How Gold Lapel relates
I should be straightforward about what Gold Lapel can and cannot see. Gold Lapel observes every query at the SQL protocol layer — timing, frequency, patterns. What it cannot observe is what happens beneath PostgreSQL, at the kernel level. That is pg_stat_kcache's domain, and I would not presume to duplicate it.

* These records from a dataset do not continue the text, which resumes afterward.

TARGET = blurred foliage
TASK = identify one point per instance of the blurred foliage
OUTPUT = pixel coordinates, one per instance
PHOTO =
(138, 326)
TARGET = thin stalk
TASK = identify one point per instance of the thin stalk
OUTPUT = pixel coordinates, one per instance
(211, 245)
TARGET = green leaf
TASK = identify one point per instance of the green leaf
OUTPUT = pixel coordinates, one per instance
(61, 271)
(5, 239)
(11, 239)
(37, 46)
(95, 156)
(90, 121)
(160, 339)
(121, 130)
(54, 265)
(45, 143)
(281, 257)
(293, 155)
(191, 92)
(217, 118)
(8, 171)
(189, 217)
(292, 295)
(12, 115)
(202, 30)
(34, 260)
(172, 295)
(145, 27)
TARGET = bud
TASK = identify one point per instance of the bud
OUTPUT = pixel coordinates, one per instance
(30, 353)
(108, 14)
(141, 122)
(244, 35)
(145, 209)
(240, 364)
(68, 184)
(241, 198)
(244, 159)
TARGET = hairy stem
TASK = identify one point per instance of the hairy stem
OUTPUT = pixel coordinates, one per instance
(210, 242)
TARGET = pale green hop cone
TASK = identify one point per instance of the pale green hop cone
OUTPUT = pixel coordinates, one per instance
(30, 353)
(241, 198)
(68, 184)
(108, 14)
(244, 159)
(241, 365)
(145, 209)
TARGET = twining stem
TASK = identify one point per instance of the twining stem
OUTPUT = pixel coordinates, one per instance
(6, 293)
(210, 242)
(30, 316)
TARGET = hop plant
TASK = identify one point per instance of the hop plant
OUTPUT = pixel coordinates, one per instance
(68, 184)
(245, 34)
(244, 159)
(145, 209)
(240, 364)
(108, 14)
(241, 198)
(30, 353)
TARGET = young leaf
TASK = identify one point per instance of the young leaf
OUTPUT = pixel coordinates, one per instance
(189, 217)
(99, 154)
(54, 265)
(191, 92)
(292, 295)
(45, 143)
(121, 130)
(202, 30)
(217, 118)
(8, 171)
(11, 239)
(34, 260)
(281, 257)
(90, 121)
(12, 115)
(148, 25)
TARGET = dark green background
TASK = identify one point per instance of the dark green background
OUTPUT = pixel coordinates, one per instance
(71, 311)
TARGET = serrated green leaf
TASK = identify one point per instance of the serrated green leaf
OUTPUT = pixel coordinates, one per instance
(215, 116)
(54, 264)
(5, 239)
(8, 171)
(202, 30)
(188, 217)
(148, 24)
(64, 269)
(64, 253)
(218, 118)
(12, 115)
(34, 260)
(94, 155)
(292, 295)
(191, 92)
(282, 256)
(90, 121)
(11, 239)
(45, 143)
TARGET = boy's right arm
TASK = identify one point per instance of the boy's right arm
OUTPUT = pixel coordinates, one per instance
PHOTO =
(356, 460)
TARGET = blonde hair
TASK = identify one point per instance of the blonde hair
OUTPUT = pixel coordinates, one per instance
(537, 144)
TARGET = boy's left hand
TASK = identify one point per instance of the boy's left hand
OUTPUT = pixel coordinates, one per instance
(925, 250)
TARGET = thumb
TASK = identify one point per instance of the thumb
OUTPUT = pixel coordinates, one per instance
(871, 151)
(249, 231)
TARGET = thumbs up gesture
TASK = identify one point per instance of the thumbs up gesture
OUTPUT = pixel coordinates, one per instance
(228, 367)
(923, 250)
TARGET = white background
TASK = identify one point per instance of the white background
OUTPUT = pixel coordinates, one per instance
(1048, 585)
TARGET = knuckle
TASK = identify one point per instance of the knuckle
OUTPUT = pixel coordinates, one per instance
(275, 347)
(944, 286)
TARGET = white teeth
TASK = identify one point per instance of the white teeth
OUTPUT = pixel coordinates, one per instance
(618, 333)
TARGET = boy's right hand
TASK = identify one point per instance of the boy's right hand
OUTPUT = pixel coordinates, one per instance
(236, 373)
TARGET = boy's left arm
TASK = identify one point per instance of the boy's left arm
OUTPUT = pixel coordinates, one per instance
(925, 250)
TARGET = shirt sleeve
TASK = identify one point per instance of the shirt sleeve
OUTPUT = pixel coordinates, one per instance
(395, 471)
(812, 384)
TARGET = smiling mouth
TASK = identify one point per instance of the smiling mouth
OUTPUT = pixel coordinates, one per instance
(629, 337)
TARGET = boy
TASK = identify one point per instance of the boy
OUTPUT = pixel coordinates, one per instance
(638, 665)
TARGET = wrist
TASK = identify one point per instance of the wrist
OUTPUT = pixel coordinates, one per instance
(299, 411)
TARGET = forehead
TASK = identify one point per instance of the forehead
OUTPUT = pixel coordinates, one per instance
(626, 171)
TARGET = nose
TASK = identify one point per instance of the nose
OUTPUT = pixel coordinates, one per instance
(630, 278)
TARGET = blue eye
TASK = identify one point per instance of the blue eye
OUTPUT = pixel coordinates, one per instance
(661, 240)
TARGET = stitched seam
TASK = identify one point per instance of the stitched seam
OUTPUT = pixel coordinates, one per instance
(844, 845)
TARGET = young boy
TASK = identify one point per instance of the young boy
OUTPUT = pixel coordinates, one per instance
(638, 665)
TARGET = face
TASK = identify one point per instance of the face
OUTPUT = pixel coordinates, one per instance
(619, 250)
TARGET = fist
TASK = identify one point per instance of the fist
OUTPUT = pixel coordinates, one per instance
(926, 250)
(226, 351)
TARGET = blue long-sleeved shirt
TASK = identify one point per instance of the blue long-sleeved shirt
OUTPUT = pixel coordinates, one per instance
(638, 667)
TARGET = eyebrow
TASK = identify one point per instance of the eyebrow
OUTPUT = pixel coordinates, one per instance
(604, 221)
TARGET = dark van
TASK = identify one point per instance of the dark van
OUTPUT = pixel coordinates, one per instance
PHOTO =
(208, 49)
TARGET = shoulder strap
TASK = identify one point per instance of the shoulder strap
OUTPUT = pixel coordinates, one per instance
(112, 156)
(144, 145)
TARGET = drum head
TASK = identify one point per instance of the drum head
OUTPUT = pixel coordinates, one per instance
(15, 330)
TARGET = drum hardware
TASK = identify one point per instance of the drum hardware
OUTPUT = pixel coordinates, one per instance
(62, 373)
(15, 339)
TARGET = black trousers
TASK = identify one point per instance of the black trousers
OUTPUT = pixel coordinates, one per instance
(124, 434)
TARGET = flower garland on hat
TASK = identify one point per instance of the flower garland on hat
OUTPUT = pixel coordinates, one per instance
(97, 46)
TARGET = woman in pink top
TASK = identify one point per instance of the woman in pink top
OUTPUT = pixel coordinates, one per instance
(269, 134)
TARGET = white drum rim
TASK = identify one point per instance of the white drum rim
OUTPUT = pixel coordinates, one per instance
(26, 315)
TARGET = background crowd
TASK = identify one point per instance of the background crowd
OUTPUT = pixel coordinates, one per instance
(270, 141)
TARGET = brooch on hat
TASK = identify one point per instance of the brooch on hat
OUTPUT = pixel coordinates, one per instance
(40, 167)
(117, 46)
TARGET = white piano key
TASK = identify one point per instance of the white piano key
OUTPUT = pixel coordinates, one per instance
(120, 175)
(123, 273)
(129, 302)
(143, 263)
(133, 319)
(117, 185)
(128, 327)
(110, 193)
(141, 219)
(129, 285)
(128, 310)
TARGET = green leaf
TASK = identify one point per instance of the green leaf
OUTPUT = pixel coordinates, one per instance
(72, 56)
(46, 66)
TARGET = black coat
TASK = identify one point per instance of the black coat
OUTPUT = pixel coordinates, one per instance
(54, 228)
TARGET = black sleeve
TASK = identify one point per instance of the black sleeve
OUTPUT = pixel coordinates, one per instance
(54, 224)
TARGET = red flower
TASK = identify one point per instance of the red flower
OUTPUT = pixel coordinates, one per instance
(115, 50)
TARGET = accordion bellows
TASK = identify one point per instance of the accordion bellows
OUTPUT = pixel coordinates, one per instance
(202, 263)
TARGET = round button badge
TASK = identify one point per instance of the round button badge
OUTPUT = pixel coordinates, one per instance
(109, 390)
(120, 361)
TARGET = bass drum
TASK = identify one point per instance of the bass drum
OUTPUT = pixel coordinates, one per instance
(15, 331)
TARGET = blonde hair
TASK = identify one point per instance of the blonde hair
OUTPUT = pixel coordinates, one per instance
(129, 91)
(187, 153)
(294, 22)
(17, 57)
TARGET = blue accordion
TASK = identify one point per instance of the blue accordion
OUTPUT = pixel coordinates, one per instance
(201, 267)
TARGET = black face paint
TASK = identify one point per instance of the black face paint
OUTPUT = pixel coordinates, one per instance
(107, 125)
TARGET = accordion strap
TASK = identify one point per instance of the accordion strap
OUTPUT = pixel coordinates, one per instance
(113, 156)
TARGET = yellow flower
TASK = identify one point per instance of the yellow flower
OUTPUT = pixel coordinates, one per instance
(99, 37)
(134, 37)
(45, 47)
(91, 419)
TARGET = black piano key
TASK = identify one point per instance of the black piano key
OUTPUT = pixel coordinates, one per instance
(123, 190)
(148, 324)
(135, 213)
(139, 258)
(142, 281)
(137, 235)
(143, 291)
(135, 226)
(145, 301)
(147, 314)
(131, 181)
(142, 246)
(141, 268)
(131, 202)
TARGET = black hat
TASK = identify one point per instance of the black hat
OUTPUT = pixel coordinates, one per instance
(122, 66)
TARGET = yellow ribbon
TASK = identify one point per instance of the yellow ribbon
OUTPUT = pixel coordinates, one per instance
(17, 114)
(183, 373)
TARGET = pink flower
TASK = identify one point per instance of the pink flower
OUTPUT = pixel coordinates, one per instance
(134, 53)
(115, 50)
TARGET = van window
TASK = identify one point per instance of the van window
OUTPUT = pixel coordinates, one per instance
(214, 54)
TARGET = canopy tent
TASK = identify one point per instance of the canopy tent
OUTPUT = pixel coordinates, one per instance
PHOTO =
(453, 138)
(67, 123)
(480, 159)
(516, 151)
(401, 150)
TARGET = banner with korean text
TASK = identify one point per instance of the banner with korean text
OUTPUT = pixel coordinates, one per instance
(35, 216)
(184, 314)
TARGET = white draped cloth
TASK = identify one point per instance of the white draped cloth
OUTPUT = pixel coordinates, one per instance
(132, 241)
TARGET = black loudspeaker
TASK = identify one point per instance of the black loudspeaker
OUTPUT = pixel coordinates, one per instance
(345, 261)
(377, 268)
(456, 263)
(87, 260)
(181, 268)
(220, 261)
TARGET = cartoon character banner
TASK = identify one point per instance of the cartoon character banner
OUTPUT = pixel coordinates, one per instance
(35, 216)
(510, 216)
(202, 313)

The two are natural companions. When Gold Lapel identifies a query pattern worth optimizing, pg_stat_kcache can confirm whether the cost is driven by physical I/O, CPU, or both — and that distinction determines whether the correct remedy is an index, a materialized view, or a rewrite. Gold Lapel proposes the optimization. pg_stat_kcache validates the result at the OS level. Each attends to its own floor of the household.
For self-hosted deployments where pg_stat_kcache is available, I would encourage installing both. Gold Lapel handles the optimization; pg_stat_kcache provides the kernel-level confirmation that the optimization actually reduced physical I/O, not merely rearranged which cache served it.